The Bill was introduced by the Home Office to parliament last week. If passed, it will amend the Regulatory Reform (Fire Safety) Order 2005 to clarify that dutyholders for blocks of flats must “manage and reduce the risk of fire” posed by the building’s structure and external walls (including anything attached to them such as windows, cladding, and balconies), as well as all doors between flats and common parts.
The amendments to the legislation will apply to England and Wales and will allow fire and rescue services to take enforcement action and hold building owners to account if they don’t comply.

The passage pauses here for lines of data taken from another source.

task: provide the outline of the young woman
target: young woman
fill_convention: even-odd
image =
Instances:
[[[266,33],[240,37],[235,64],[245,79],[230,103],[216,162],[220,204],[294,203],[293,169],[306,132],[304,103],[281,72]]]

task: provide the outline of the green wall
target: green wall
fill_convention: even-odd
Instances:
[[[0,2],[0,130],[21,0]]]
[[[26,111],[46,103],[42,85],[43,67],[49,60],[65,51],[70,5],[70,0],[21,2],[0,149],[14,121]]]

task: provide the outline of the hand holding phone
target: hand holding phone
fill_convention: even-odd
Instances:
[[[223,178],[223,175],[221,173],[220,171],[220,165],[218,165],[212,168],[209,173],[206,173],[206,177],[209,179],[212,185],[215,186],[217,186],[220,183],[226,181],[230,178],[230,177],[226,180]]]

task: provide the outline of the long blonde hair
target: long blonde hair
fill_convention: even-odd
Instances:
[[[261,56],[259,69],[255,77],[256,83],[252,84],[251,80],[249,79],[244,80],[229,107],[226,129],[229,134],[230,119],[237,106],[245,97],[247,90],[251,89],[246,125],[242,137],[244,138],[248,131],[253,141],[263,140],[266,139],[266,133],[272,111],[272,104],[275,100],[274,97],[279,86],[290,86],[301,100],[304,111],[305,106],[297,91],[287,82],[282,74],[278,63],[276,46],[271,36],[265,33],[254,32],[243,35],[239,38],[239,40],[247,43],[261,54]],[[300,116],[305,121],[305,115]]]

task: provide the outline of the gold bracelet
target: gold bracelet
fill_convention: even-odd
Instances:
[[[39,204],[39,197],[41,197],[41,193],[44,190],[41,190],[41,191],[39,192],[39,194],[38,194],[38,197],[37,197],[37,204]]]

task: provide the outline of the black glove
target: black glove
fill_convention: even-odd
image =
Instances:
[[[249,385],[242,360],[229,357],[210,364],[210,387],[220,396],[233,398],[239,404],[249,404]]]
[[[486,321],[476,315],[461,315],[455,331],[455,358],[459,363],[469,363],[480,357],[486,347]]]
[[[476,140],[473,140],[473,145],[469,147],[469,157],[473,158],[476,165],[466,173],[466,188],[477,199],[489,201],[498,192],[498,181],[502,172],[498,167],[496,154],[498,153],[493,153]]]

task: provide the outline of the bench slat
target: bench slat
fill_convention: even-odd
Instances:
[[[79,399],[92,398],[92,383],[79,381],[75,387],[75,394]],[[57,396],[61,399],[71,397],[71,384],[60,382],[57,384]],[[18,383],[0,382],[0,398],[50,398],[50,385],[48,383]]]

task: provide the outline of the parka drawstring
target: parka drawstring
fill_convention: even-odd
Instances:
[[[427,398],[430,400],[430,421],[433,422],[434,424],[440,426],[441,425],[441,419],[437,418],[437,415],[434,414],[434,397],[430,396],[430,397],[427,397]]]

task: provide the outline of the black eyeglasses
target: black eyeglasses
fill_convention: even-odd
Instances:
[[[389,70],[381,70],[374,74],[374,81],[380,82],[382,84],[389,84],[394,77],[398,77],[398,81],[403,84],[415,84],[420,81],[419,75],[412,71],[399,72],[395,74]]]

The government said the bill would provide a foundation for secondary legislation to take forward recommendations from the Grenfell Tower Inquiry phase one report, which stated that building owners and managers of high-rise and multi-occupied residential buildings should be responsible for a number of areas including:
- regular inspections of lifts and the reporting of results to the local fire and rescue services
- ensuring evacuation plans are reviewed and regularly updated and personal evacuation plans are in place for residents whose ability to evacuate may be compromised
- ensuring fire safety instructions are provided to residents in a form that they can reasonably be expected to understand
- ensuring individual flat entrance doors, where the external walls of the building have unsafe cladding, comply with current standards.
The bill will also give the secretary of state for housing, communities and local government the powers to amend the list of qualifying premises that fall within the scope of the Fire Safety Order by way of secondary legislation, enabling the government to respond to developments in the design and construction of buildings.
Minister for security James Brokenshire said: “We remain committed to implementing the recommendations made following phase one of the Grenfell Tower Inquiry, and the government has already made major reforms to building safety.
“Today’s bill will help bring about meaningful change to improving building safety.”
Chair of the National Fire Chiefs Council Roy Wilsher added: “I am pleased to see the announcement of the new Fire Safety Bill. We have been calling for additional powers since 2017 and these changes should contribute to the public feeling safer in their homes.
“We look forward to seeing additional supportive measures to assist fire and rescue services, identify different types of cladding and take appropriate measures.”